I Love Theology, Part 5/Section B – God as Father

As a young man, I didn’t notice my advantages. I knew that growing up poor was a stumbling block in many ways, but it was a time when the government helped with those disadvantages. It was also a time when the church was welcoming more diversity in clergy leadership (at least, in the Metropolitan New York area), and I was so used to women and people of color in those positions that I thought nothing of it. I also didn’t think of the disparities in pay and position until a number of women pointed out that they never got Senior Pastor positions, only Associate positions. And the people of color I knew were serving congregations made up of people who looked like them (the same as me), so that made sense, right? Except for the economic differences that existed (not that any of us got paid what we were worth in the 1980s and ’90s) between predominantly white church pastors and everyone else. 

I didn’t think that much about how portraying God as a white man supported patriarchy; in fact, I never thought about patriarchy at all.
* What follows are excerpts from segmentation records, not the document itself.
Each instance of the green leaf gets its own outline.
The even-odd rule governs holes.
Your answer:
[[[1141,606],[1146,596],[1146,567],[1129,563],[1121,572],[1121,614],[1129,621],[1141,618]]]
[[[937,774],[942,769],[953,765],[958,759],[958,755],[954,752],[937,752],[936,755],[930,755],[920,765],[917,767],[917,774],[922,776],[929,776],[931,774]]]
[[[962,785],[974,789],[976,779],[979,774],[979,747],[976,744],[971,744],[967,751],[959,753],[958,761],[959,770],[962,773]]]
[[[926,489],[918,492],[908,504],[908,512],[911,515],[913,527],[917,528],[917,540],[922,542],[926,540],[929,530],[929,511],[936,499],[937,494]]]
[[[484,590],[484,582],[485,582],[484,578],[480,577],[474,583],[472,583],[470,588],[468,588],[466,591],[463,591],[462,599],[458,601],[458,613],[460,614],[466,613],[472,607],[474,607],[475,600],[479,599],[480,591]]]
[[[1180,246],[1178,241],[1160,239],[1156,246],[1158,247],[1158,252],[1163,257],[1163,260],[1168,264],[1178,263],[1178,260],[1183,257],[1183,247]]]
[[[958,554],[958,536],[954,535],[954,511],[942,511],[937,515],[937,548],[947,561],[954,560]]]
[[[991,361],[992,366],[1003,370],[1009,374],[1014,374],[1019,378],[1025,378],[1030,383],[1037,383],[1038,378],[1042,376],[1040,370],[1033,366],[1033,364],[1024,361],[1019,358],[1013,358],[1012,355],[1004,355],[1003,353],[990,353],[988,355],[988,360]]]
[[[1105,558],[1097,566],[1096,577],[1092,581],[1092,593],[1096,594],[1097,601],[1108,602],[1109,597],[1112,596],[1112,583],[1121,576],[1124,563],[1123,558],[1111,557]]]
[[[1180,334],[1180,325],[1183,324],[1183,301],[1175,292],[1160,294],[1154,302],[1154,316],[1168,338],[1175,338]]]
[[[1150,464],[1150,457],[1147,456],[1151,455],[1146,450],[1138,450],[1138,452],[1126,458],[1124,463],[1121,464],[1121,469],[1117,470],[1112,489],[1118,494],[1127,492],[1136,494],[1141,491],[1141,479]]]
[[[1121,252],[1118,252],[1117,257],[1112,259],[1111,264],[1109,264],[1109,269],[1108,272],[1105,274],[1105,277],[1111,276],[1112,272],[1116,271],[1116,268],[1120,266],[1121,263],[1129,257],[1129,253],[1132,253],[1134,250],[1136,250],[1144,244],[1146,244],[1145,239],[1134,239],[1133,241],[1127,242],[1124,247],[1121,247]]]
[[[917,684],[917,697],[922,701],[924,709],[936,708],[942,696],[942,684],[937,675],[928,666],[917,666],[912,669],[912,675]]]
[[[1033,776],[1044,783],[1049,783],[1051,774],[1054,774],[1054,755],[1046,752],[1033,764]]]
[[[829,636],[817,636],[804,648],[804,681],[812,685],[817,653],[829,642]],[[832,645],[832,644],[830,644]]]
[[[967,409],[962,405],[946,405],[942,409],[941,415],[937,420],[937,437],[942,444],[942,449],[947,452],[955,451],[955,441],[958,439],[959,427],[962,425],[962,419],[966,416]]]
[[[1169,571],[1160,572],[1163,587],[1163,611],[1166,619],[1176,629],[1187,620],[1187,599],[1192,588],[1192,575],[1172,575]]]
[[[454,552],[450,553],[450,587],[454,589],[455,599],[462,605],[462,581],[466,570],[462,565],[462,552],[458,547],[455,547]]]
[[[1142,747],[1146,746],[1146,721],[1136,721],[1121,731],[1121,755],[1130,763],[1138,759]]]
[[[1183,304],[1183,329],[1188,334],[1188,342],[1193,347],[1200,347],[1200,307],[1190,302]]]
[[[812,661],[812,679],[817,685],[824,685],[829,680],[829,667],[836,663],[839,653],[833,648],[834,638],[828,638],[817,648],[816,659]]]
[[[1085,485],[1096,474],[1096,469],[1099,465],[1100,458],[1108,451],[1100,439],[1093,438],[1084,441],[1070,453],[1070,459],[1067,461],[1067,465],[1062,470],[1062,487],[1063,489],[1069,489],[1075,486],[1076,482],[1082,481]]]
Which is part of the point – those who don’t notice the disadvantages of others are probably doing so because they are benefiting from cultural and economic disparity. That is how privilege works. That is also why almost all of the loud protests against the idea that privilege is a thing come from white, straight men. If one isn’t negatively affected by something, it doesn’t exist, right? God as male has perpetuated the idea that the man came first and the woman was an afterthought, created to keep him company – to help him – in the Garden of Eden. This same story was at the root of Paul’s writing in 1 Corinthians 7 and the idea that women will be saved through childbearing in 1 Timothy 2. Paul’s idea that men are created in the image and glory of God, and women are in the image and glory of men, created and maintained a hierarchy of power and authority that continues in the vast majority of churches.

Women can’t be ordained in Catholic, Orthodox, and most Evangelical and Fundamentalist churches. They are, to use the old King James Version language, “helpmates”, created to support men and stay silent. Proclaiming God as Father only creates and supports systems that put maleness above femaleness. It is why some marriage ceremonies turn a man and woman into man and wife; only the wife’s position changes as she becomes an appendage to the man. Again, thankfully, many of these injustices have been corrected, but the larger culture continues to push back against equality. It isn’t over the top to say that when a male God is the only option, women remain second-class citizens. 

There is nothing a man can do that a woman can’t. To maintain this fallacy is to nurture misogyny. When misogyny is nurtured, inequality is born. God is about equality. If you are for inequality, you are against God. Simple math. Let’s destroy the patriarchy before it destroys us.

Prayer – God, You are so many things to so many people, and we appreciate how relatable You are. Teach us how to treat each other as people made in Your image. Amen.